Many adults use the title ‘helper’ to capture a variety of tasks, from helping to get a room cleaned up for another activity to listing it as a specific title on a classroom chore chart. The idea is that using this label will help children identify themselves as a helper and participate in activities that help others.
But recent research by The Conceptual Development and Social Cognition Lab at New York University found that children who were labeled helpers often helped less or gave up earlier in their helping activity than children who were not categorically labeled but simply asked to help. Setbacks, such as a toy breaking while a child ‘helper’ was trying to clean up, had a negative effect on children’s future helping behavior. It seems categorical language (the label ‘helper’) essentially backfires, causing a decrease in desired behaviors rather than affirming them.
So what are we to do if we want children to help others, as well as participate in social justice actions, create peace, and protect the environment? We are accustomed to using categorical language, labeling children as helpers, justice-seekers, peacemakers, or environmentalists, to bring attention to these expectations. But labeling children in this way creates an environment where young people’s spiritual identities may become weak and inflexible.
For example, a child whose letter to the School Board for gender-neutral bathrooms goes unsent or who forgets to turn off the water after washing their hands might disregard the title justice-seeker or environmentalist and the actions that go along with it because they clearly see ways in which that identity doesn’t apply to them. However, children who understand that they can do things to seek justice or help the environment (as opposed to being justice-seekers or environmentalists) are more likely to see mistakes as challenges they can learn from, not contradictions that force them to reshape their spiritual identities.

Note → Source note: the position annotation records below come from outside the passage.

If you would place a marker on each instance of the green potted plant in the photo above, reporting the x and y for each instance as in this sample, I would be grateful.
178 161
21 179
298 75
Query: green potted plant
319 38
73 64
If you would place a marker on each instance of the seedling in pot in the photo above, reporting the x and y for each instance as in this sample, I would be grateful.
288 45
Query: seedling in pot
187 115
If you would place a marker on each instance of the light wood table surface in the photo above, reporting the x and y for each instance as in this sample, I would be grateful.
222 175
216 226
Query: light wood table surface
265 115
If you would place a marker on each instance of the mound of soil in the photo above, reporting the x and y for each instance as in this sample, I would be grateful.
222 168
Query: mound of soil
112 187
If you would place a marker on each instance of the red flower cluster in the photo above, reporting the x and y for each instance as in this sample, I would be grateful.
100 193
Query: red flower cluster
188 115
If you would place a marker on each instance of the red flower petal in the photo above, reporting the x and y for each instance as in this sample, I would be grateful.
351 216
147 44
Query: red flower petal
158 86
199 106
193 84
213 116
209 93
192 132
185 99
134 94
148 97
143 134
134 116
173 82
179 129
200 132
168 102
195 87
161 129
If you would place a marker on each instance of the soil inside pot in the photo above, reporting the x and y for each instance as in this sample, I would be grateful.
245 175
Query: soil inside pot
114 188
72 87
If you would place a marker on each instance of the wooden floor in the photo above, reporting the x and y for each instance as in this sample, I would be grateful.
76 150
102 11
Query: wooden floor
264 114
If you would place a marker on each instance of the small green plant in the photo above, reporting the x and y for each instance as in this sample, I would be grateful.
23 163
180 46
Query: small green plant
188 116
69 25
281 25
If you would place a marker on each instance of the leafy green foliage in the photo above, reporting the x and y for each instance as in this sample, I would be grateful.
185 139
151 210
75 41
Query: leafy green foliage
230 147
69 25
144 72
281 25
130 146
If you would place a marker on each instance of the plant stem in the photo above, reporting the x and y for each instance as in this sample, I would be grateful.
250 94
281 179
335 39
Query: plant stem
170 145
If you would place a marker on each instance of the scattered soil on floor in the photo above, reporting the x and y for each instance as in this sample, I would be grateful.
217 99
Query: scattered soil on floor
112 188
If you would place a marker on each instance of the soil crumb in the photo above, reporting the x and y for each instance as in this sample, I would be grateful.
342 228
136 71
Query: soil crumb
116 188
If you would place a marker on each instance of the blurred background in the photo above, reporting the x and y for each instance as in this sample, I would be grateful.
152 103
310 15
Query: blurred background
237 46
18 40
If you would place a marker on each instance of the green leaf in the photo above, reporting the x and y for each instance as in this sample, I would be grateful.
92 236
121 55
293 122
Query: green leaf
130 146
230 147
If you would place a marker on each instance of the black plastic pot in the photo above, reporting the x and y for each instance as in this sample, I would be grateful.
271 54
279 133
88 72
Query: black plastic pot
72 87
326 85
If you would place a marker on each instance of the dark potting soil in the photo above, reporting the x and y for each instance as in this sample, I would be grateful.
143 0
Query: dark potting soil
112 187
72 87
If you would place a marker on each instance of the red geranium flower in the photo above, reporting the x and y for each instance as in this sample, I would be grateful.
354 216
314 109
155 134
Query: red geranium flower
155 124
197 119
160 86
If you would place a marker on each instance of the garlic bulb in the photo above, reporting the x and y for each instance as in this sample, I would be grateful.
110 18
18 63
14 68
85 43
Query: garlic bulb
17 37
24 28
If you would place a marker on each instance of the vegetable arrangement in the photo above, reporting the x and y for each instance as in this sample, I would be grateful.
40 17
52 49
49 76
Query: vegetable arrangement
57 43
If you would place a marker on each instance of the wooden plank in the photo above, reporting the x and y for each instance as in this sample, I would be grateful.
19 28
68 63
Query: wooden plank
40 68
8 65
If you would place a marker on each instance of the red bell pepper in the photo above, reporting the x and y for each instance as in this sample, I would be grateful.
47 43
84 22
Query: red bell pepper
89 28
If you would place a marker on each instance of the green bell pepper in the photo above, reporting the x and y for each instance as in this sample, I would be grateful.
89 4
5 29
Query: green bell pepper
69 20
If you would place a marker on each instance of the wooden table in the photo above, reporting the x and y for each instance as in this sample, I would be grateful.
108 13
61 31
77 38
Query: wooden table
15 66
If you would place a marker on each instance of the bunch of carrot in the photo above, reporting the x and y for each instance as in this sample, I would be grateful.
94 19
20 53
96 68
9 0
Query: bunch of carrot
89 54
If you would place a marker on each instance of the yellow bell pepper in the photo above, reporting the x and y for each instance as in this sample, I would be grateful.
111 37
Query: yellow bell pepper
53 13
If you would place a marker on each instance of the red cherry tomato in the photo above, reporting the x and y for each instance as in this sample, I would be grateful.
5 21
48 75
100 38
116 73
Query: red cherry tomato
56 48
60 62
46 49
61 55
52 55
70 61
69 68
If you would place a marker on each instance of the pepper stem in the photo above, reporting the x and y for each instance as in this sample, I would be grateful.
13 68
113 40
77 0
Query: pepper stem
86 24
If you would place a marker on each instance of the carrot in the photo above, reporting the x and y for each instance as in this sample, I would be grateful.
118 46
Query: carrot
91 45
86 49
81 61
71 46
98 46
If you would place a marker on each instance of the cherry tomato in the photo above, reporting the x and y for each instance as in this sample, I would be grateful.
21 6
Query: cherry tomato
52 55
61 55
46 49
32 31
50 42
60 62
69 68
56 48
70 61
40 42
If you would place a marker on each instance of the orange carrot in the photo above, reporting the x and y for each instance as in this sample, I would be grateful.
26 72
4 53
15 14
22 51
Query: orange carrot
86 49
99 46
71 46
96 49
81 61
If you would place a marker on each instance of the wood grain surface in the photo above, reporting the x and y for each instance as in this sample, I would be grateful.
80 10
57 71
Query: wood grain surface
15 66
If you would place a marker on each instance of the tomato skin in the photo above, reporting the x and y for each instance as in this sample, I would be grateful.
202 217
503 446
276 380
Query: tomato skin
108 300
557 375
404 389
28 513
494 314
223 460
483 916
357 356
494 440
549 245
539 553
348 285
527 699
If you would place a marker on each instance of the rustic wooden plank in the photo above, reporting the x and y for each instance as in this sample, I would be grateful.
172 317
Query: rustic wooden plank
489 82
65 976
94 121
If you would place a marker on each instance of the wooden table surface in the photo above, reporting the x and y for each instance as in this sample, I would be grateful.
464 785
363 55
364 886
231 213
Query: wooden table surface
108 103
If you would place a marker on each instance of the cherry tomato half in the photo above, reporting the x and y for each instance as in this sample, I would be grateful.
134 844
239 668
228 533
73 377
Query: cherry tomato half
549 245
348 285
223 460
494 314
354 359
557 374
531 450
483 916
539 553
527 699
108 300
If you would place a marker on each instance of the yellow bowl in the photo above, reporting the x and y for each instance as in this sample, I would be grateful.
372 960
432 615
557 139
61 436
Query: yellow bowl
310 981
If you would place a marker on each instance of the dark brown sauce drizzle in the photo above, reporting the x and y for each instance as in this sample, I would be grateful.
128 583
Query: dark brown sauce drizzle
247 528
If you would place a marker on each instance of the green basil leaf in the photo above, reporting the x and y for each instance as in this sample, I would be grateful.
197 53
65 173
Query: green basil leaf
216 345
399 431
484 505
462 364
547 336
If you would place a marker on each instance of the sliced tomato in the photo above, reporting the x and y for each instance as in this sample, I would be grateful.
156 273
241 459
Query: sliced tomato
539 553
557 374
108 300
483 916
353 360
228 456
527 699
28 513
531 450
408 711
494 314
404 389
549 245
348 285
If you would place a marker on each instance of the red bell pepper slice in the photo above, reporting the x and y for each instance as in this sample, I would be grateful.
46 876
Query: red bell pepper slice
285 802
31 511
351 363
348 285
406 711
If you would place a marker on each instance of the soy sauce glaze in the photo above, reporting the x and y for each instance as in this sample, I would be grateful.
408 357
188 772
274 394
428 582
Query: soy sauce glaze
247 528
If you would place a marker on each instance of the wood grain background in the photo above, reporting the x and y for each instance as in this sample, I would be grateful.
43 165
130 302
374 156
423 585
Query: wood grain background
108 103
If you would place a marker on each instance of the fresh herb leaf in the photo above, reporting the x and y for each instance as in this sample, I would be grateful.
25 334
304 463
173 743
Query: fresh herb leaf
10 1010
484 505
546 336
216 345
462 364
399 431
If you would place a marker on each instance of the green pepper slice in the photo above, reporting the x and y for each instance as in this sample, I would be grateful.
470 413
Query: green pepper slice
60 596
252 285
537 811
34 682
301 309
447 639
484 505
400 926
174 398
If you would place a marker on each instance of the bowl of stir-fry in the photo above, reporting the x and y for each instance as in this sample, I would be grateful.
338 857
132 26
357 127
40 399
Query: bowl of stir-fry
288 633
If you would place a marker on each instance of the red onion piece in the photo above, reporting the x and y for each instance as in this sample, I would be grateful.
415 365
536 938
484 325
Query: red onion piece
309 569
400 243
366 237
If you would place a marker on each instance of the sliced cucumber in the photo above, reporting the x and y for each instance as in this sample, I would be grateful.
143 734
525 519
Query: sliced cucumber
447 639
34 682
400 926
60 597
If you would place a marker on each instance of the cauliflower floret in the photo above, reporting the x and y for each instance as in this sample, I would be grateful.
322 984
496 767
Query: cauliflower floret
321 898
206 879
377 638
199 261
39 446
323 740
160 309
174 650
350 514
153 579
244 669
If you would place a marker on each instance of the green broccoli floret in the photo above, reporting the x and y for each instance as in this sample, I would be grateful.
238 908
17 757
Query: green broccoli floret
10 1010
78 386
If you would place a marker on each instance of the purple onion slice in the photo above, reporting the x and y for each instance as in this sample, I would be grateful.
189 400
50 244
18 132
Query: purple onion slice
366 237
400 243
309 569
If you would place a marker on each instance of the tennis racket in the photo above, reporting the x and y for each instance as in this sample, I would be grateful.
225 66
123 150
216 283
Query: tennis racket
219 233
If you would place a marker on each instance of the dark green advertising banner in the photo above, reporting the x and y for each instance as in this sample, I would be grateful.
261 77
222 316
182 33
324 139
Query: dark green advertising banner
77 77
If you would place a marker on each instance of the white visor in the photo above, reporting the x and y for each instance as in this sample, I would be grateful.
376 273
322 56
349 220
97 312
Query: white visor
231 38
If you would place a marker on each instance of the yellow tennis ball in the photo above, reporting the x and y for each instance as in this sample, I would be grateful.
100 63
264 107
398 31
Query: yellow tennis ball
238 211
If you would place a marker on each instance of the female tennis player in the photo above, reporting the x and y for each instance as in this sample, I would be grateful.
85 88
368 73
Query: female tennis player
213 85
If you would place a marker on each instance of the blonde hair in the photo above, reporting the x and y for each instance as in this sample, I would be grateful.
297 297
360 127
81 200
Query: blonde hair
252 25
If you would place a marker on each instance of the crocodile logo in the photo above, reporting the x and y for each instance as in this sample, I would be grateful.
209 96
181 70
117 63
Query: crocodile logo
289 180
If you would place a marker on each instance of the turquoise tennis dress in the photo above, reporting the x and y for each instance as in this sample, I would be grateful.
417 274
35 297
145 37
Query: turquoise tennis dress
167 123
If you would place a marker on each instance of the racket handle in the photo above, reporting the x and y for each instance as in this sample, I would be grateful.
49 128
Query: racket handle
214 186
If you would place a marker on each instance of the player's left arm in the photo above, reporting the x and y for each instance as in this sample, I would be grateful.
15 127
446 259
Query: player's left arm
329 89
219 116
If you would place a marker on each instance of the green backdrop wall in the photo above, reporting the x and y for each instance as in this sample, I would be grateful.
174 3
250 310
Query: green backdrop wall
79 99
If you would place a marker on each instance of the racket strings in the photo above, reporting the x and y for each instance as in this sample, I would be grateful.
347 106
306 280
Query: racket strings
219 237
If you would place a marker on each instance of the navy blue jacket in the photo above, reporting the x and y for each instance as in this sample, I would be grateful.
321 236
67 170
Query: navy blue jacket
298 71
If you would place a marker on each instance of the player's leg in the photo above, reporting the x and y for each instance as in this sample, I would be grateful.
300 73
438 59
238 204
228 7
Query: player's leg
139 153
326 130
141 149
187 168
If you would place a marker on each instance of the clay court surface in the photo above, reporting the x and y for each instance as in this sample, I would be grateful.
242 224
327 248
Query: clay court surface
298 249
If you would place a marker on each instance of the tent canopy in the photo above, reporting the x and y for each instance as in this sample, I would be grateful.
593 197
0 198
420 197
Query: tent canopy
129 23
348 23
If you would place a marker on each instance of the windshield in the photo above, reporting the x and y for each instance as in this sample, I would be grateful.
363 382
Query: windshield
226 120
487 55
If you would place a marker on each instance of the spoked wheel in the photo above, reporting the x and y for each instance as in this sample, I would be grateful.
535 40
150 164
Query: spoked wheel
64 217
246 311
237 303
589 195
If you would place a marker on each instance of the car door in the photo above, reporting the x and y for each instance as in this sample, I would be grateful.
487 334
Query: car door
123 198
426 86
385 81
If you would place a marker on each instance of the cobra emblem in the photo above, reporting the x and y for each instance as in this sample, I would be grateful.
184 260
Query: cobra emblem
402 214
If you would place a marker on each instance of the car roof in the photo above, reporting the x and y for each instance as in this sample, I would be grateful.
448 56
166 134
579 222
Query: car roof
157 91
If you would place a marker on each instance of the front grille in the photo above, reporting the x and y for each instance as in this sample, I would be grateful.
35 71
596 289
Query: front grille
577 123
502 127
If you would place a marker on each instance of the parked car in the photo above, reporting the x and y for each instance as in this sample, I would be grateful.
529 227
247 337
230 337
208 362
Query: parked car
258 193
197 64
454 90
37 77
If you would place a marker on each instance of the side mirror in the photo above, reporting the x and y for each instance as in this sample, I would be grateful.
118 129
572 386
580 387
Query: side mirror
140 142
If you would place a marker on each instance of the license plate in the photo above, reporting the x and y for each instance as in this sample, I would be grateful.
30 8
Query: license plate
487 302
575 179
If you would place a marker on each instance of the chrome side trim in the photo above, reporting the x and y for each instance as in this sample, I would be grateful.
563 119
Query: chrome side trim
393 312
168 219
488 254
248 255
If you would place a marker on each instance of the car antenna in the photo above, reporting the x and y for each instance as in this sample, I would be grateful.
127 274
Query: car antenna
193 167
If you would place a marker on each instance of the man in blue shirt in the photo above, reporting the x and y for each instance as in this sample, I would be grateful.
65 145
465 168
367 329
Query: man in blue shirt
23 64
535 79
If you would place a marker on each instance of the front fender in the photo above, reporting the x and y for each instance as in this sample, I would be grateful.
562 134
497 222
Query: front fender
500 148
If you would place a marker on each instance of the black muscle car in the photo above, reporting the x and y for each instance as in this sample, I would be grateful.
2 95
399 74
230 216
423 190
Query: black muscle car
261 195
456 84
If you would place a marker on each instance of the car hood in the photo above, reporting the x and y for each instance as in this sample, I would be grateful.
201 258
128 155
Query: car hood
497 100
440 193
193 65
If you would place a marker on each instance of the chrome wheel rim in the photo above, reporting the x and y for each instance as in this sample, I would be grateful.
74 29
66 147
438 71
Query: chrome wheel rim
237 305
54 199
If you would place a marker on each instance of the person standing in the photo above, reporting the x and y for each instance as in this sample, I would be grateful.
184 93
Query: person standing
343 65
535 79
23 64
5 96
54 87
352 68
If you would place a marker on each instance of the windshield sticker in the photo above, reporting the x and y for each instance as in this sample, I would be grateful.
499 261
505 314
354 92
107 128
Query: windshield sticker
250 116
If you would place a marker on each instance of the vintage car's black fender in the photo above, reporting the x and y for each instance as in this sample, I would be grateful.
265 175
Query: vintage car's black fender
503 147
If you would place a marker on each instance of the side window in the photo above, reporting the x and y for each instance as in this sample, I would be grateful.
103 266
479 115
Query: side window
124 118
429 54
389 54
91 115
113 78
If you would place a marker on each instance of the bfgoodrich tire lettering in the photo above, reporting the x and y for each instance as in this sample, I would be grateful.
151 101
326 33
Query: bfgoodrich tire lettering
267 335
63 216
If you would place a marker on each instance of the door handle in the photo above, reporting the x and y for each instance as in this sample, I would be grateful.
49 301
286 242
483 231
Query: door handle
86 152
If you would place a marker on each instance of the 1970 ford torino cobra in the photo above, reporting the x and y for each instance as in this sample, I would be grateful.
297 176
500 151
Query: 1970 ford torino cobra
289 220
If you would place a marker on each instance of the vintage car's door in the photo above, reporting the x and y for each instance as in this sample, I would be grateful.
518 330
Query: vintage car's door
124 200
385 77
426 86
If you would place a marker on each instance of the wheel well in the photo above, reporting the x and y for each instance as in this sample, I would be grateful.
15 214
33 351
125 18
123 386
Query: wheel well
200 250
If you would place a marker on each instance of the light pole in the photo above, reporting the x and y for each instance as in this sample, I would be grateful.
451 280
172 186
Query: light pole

A child’s spiritual identity needs to be both strong and flexible. Educational researcher Tony Eaude notes that developing identities should be strong enough that they can withstand challenges: continuing to want to help others even when a service project doesn’t go as planned or to cultivate peace when an attempt to resolve a conflict between friends produces more strife. And they should be flexible enough to adapt as challenges arise. For example, a child may resist participating in loud marches or protests but recognize that letter writing can also be a justice-seeking activity and thus continue to self-identify as someone who participates in acts of justice by writing letters to local authorities.
Keeping this research in mind, we can help foster strong spiritual identities in children by
- Using action language instead of labels to describe desired ethical behaviors.
- Remove categorical language from your classroom or workspace visuals and practices.
- Let children decide for themselves what labels to apply to their identities.
- Share this information with families so they can do the same at home.
A relatively small change in how we talk with children about helping and other ethical activities can make a difference between encouraging strong and flexible spiritual identities and weak and inflexible ones.